Variations have existed almost as long as trading cards have. The first notable variations were probably Old Judge photo variations, which date back to one of the first trading card sets! Many (most?) people, including me, consider those unique cards, though. However, jump ahead a couple decades, and the Big Tobacco card sets, such as T206, are well known for their different advertising backs.
These days, variations are a marketing gimmick, but back then, they were just circumstantial. And looking at Japan's card history, there are similar ... um ... circumstances.
Menko cards have come with a wide variety of variations.
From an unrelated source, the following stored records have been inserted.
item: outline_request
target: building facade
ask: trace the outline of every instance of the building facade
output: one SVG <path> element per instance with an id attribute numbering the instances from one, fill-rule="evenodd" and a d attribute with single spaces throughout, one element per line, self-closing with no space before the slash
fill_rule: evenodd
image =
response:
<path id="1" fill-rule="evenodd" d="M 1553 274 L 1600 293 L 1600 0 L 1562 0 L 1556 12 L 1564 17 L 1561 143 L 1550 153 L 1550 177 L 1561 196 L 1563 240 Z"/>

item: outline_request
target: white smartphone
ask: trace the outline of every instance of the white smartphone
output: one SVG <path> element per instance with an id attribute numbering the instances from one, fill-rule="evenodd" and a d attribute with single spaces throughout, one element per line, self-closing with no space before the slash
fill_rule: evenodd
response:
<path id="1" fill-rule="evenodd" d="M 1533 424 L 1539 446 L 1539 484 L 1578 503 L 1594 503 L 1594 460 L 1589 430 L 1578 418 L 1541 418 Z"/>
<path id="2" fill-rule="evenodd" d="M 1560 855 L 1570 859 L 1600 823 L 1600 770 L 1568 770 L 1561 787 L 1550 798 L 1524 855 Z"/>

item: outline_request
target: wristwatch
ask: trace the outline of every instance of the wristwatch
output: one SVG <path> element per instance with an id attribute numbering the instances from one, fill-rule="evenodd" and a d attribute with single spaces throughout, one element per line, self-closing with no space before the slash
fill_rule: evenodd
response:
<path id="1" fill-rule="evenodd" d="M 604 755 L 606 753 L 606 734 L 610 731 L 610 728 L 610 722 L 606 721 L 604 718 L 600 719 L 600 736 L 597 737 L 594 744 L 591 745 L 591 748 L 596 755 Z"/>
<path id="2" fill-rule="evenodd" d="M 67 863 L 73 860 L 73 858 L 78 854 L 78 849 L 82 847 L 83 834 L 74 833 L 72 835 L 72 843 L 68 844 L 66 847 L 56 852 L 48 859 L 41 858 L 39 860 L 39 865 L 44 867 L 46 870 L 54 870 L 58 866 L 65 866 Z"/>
Back in the 1950s and 1960s, menko was a game and the fronts weren't so important. Different backs meant different games that could be played, which resulted in some card fronts being found with different style backs. And the opposite - recycling backs - meant that less time could be spent on designing the backs, and manufacturers could just churn out a new series of the latest popular stars with half of the effort. Similarly, I'm sure printing methods resulted in intentional mixing of backs and fronts in some series.
But beyond that, menko cards seem to frequently come in a variety of basic styles on a theme. Again, recycling concepts saved time at the drawing board. Take the round menko set JRM 1 and its five cousins.
One of the earliest pro baseball menko sets, JRM 1 was issued in 1948 and features 12 cards which are 2-11/16" in diameter. The tops are red, the bottoms are green. This set has a variation which indicates that it may have been reprinted. Specifically, there are no parentheses around the team name, and the line between the two background colors is yellow instead of black.
A little earlier than JRM 1 is JRM 1a, issued in 1947. The only real difference in design is the font, though these are a bit smaller. Again, this set has a variation in that it was issued in two different sizes (1-7/8" and 2-1/4" diameters).
Also in 1947 is JRM 1d, where the cards are larger than JRM 1a (but smaller than JRM 1), at 2-3/16" diameter.
Then, in 1950, a couple more sets with this design were issued. JRM 1b has two types, both which are the same size as JRM 1 (2-11/16" diameter). The first uses the same background style as JRM 1 (red over green), with black and white photos and more professional-looking text. Type II uses the same photos and text, but the backgrounds are solid blue, pink, or red - with each player having all three variations!
Finally, JRM 1c is a larger version of JRM 1b Type I, just larger (3-11/16" wide).
All of the sets are at least somewhat rare, but the 1950 sets are tougher to find, with 1c being the most difficult. In some cases, players are found in multiple sets, but the cards aren't all parallels of each other, excepting JRM 1b's Type I, and the three colors for Type II. And not all players in Type I appear in Type II, so it is a partial parallel.
Here is a JRM 1c. The player is Atsushi Aramaki, a pitcher for the Mainichi Orions. Aramaki had a pretty successful career over about 13 seasons, going 173-107 with a 2.23 ERA and 1069 strikeouts. This would be his rookie card, as he started playing in 1950. Following his pitching career, he would go on to coach the Braves and Atoms for a combined four-plus years, before passing away on May 12, 1971.
I also have a JRM 1 and JRM 1a in my collection, so I have three of the six types so far. The quest goes on!